第5話 『選択肢』
どのくらい、時間が経っただろうか。
窓のない事務所に差し込む光はなく、時計もない。
昼なのか夜なのかも、もう分からなかった、それをか感じる余裕がなかった。
ただ、耳に残るのは「助けて」「振り込み」「事故」という言葉のループ。
俺は今、“社員”と呼ばれている男の隣に座らされていた。
見た目は30代前半、髪は無造作、無精ひげにスウェット。
できれば近づきたくないタイプの人間だ。
目が合わないように視線をそらしていると、
その男は、印だらけの名簿を指でなぞり、受話器を掴んだまま、番号を押しはじめた。
「あ、おばあちゃん? 俺だよ、そうそう…」
見た目とは裏腹の「俺の同級生に居そうな声」に驚いた、さっきまでのイカつい顔が嘘のように、眉毛は下がり、今にも泣きそうな顔で話をする。
受話器の向こうの「おばあちゃん」が見えるようで、俺はそれが嘘であることすら忘れかけた程だった。
電話の向こうのおばあちゃんは、どうやら本当に“孫”と思っているらしい。
“社員”はわざとらしく咳をした。
「うん、風邪ひいちゃってさ…昨日から熱があって…」
淀むことなく流れる会話、電話を掛け、その瞬間「知らない誰か」になりきり騙す…
俺にそれが出来るのだろうか、出来なくちゃいけないんだよな、と無理矢理にでも納得するしかなかった…それが「ここの日常」なんだと理解した時、背筋が凍った。
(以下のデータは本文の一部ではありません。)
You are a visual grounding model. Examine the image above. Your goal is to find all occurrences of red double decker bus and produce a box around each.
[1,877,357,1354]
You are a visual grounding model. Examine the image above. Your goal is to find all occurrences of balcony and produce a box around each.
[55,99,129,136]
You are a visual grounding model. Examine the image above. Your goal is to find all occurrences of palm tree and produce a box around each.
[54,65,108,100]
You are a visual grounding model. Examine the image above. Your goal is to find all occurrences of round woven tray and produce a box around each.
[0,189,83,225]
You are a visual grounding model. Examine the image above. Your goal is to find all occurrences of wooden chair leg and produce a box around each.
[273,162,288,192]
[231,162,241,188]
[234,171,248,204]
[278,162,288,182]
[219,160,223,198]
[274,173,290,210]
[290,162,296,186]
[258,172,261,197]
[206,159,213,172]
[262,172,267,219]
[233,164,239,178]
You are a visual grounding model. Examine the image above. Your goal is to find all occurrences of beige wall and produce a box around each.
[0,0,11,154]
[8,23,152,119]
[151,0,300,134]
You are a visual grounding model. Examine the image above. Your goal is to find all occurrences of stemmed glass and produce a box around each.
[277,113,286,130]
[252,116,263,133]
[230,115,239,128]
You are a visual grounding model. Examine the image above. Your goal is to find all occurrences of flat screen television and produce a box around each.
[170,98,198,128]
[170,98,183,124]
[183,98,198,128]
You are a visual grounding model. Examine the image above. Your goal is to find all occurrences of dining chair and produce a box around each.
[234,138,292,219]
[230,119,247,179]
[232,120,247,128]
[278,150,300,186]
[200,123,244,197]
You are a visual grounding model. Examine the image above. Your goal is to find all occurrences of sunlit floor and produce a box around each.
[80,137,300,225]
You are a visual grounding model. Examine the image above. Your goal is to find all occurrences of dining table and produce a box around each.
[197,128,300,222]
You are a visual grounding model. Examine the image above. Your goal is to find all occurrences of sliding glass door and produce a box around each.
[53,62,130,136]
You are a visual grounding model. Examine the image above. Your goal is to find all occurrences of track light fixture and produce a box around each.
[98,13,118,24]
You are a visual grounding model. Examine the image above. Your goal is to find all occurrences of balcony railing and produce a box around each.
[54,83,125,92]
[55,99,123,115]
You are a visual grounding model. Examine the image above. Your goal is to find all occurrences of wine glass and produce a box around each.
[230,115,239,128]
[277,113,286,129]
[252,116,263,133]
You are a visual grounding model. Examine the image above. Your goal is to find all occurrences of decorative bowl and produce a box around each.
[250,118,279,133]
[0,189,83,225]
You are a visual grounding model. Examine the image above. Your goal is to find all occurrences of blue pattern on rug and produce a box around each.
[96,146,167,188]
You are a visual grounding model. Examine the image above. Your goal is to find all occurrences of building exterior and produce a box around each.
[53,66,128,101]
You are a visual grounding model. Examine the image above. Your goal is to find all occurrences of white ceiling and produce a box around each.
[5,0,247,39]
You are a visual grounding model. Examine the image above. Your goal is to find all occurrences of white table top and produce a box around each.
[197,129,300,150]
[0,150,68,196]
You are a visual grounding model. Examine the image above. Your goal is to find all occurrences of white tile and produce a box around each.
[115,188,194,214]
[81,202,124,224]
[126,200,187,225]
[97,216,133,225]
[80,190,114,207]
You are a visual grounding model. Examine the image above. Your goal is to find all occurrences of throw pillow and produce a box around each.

電話越しに相手の“心”を掴み、信用させ、金を出させる。
それを、この男はまるで“接客業”のように、こなしていた。
「こんな感じよ」
と、「一仕事終えた」男が受話器を置きながら見た目通りの声で俺に言った。
「“慌てさせる”混乱させる“これがポイント、声が違うって言われりゃ、風邪ひいた、具合が悪いとか言えば大抵大丈夫だな、久しぶりに掛かってきた孫とか息子からの電話で喜んでさ、すぐ騙されんだよ、今回も俺の“勝ち”」
さっきまでの強面(こわもて)の顔がクシャッと崩れ、人懐っこい笑顔で俺にアドバイスする、俺は「案外いい人なのかもしれない」と安堵したが、「勝ち」という言葉の違和感を消すことが出来なかった。
そんな様子の俺を気かけることもなく顔を上げ、ニヤリとしながら立ち上がり、
「よし!完全に落ちたわ!300入りました!」
興奮した様子でそう言いながら、奥のデスクに座る“担当”――の方へ振り返って報告する。
“担当”は、伸ばした人差し指を唇に持っていき、面倒くさそうに少し笑いながら小さくうなずいた。
「次、段取り頼むね」
この場に不釣り合いな「優しい口調」で言った、やけにそれが事務所に響いていた。
人ひとりを騙した“成果”が、まるで日常の作業報告のように交わされる。
「完全に落ちた」という言葉が、耳の奥に残って離れなかった。
その言葉を聞いて、わずかに「すごい」と思ってしまった俺の「善意」が「堕ちた」と言われた気がしたのだ。
そんな中、事務所の人間は絶え間なく電話で「誰かを騙そうとしている」――
俺もそんな、許されない集団の一部なんだと、目の前に迫る「選択肢のない選択」を選ぼうとしていた。